Tuesday, January 15, 2008

Manifesto Blawgger Indonesia

“KOPI DARAT” DAN RENCANA PELUNCURAN RESMI
INDONESIAN BLAWGGER NETWORK (IBN)

”I was confirmed in my conviction that it was not impossible to practise law without compromising truth. Let reader, however, remember that even truthfulness in the practice of the profession cannot cure it of the fundamental defect that vitiates it”

– Mahatma Gandhi –


New Delhi - Ditandai dengan penetapan “Hari Blogger Nasional” setiap tanggal 27 Oktober yang dicanangkan langsung oleh Menteri Komunikasi dan Informatika, Muhammad Nuh, dalam acara Pesta Blogger 2007, telah menjadikan fenomena World Blogging di Indonesia kian hari kian marak. Menurut catatan terakhir, dari 88 juta Blogger di seluruh dunia, saat ini terdapat kurang lebih 130.000 Blogger Indonesia yang turut meramaikan lalu-lintas dunia maya dari seluruh penjuru belahan dunia.

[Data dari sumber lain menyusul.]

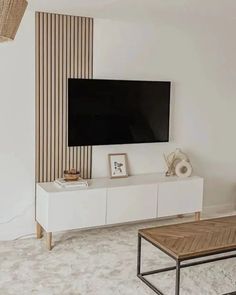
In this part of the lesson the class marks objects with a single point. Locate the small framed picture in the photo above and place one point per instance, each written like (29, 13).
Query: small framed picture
(118, 165)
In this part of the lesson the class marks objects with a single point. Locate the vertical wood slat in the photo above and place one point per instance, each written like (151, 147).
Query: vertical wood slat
(64, 49)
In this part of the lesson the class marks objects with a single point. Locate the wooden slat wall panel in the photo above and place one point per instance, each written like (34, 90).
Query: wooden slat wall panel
(64, 49)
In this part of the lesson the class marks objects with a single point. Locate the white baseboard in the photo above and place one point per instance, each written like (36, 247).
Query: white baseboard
(220, 209)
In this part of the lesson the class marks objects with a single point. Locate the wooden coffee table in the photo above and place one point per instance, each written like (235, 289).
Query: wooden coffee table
(189, 241)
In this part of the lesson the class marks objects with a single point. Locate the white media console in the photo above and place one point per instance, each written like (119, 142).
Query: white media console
(114, 201)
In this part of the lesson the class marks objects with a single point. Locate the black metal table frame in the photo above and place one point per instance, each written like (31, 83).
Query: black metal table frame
(177, 267)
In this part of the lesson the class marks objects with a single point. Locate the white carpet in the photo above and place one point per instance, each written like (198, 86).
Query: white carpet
(102, 262)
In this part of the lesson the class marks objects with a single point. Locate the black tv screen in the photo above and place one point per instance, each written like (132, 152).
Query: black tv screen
(102, 112)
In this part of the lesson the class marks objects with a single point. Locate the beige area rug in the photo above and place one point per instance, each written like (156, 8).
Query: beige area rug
(102, 262)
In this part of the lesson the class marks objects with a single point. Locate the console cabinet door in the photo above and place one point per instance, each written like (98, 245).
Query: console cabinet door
(131, 203)
(77, 209)
(180, 197)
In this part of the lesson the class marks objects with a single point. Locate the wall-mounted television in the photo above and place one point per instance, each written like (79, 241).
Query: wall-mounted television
(105, 112)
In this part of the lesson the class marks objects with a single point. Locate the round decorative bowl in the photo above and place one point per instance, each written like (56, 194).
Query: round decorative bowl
(71, 175)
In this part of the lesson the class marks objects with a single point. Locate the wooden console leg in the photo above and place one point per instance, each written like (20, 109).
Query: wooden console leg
(180, 215)
(39, 231)
(197, 216)
(49, 241)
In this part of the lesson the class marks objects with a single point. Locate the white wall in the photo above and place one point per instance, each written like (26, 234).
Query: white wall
(199, 58)
(17, 98)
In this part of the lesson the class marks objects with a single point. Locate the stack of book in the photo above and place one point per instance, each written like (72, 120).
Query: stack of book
(66, 184)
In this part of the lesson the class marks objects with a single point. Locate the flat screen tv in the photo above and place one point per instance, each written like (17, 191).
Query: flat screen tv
(103, 112)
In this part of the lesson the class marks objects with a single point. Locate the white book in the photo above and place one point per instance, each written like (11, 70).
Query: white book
(79, 183)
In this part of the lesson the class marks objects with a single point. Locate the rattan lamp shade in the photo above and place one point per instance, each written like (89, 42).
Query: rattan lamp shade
(11, 13)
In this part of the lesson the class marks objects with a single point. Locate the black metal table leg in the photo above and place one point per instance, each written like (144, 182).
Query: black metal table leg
(177, 284)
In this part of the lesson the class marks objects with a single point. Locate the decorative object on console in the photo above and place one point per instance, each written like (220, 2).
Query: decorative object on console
(80, 182)
(71, 175)
(11, 13)
(178, 164)
(118, 165)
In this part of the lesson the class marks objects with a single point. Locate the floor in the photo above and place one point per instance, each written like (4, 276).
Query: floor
(102, 262)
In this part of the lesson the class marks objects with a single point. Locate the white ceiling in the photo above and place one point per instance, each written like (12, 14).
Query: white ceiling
(139, 9)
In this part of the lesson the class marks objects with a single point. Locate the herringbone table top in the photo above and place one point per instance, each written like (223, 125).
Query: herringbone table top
(194, 239)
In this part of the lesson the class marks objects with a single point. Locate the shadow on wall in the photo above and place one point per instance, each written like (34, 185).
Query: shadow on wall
(219, 187)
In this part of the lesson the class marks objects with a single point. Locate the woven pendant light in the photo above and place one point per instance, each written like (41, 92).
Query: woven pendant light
(11, 13)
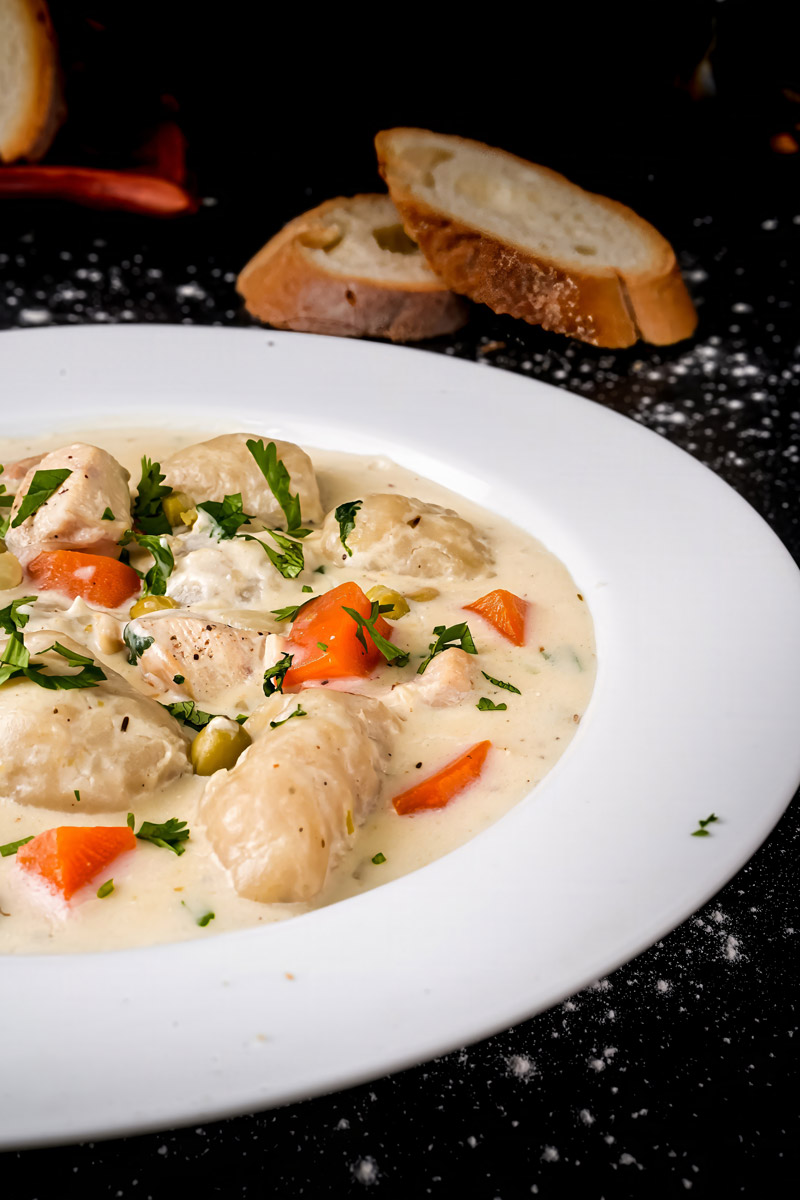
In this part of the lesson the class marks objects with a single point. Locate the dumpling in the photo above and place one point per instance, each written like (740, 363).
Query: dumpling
(278, 821)
(108, 743)
(72, 519)
(408, 537)
(210, 471)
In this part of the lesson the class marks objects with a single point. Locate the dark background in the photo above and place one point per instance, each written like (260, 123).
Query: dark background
(677, 1075)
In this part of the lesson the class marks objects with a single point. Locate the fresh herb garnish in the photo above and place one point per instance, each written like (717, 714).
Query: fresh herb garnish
(346, 517)
(703, 832)
(11, 847)
(226, 516)
(169, 834)
(447, 637)
(277, 477)
(275, 676)
(395, 657)
(11, 618)
(148, 508)
(137, 645)
(500, 683)
(298, 712)
(43, 485)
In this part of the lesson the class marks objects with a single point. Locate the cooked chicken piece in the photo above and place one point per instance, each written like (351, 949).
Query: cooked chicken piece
(217, 663)
(408, 537)
(108, 743)
(282, 819)
(210, 471)
(72, 519)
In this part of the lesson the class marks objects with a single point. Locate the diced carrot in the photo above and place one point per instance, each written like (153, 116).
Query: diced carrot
(324, 639)
(101, 581)
(438, 790)
(67, 857)
(505, 611)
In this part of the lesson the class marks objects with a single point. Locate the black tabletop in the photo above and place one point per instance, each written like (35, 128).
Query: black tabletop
(668, 1077)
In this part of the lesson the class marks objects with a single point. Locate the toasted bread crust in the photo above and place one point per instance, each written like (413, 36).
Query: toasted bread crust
(284, 287)
(602, 307)
(38, 124)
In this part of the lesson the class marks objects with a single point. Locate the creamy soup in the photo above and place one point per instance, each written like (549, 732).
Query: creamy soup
(300, 813)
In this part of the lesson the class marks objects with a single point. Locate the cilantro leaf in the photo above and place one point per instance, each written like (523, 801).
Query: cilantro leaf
(275, 676)
(43, 485)
(346, 517)
(280, 480)
(226, 516)
(148, 508)
(394, 657)
(447, 637)
(11, 619)
(500, 683)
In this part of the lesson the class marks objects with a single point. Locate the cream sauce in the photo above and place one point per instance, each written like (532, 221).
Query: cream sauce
(158, 897)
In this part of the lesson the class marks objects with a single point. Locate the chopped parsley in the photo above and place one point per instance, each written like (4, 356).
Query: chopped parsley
(148, 508)
(11, 618)
(500, 683)
(395, 657)
(298, 712)
(346, 517)
(169, 834)
(702, 832)
(275, 676)
(11, 847)
(43, 485)
(447, 637)
(278, 479)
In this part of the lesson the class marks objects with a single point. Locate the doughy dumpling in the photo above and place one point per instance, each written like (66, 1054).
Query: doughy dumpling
(210, 471)
(278, 821)
(109, 743)
(72, 519)
(214, 659)
(408, 537)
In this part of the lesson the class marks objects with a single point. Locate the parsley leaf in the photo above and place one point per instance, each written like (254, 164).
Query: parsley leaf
(277, 477)
(394, 657)
(43, 485)
(346, 517)
(499, 683)
(148, 508)
(136, 643)
(226, 516)
(11, 618)
(275, 676)
(169, 834)
(447, 637)
(298, 712)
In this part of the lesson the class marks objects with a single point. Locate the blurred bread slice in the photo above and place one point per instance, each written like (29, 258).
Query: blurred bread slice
(348, 268)
(31, 106)
(524, 240)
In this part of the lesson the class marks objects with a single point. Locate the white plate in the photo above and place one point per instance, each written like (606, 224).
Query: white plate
(696, 709)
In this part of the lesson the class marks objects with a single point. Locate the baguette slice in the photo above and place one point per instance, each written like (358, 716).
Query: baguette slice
(31, 105)
(348, 268)
(527, 241)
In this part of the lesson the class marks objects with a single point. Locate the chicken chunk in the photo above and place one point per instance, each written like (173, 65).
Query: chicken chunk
(108, 743)
(217, 663)
(210, 471)
(282, 819)
(72, 519)
(408, 537)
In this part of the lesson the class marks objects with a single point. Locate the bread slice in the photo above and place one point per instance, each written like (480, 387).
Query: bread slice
(348, 268)
(31, 105)
(524, 240)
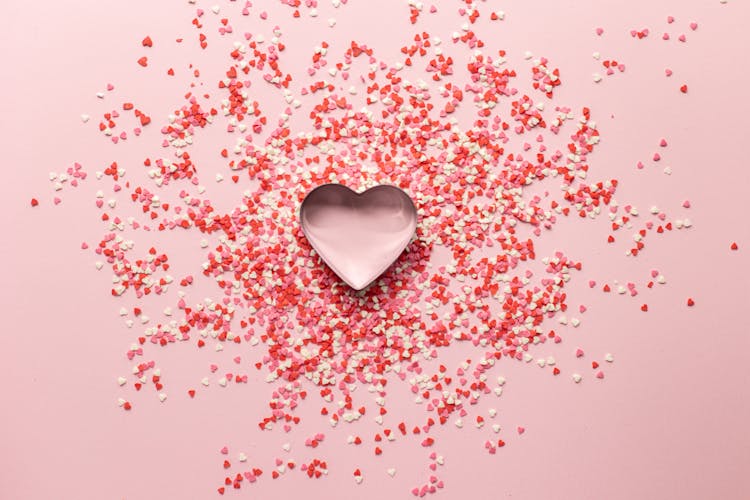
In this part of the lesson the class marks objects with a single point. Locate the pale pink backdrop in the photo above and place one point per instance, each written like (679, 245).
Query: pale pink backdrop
(669, 421)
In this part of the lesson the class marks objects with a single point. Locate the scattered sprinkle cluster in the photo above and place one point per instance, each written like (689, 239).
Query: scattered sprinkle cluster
(490, 168)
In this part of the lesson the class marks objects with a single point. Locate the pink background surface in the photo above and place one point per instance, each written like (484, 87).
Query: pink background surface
(668, 421)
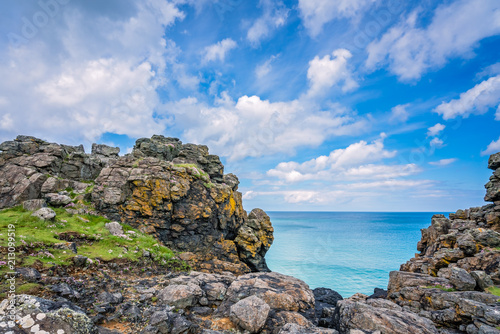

Perjalanan dalam mengarungi dunia perbloggingan ini pun bagi saya pribadi belumlah lama, yaitu baru akan menginjak tahun ketiga pada akhir Februari mendatang. Namun demikian, manfaat dan perkembangan informasi pengetahuan dan jaringan yang saya peroleh dapat dikatakan jauh lebih besar dibandingkan dengan waktu yang saya luangkan dalam mengelola blog ini.

Demi memperoleh manfaat yang lebih maksimum dan terarah, maka saya sengaja mendedikasikan blog ini khusus sebagai spesialisasi Blog Ilmu Hukum dan seputarnya. Mulai dari perkembangan Hukum Tata Negara (HTN), Hak Asasi Manusia (HAM), Hukum Internasional, Hak Kekayaan Intelektual (HKI), Hukum Acara, Perbandingan Hukum, Politik Hukum, Pendidikan Hukum, Info Hukum, hingga hal-hal terkait hukum yang dapat dijadikan kebanggan bangsa Indonesia atas peran dan prestasinya di level internasional, kerap kali menjadi tema sentral dalam tiap-tiap artikelnya.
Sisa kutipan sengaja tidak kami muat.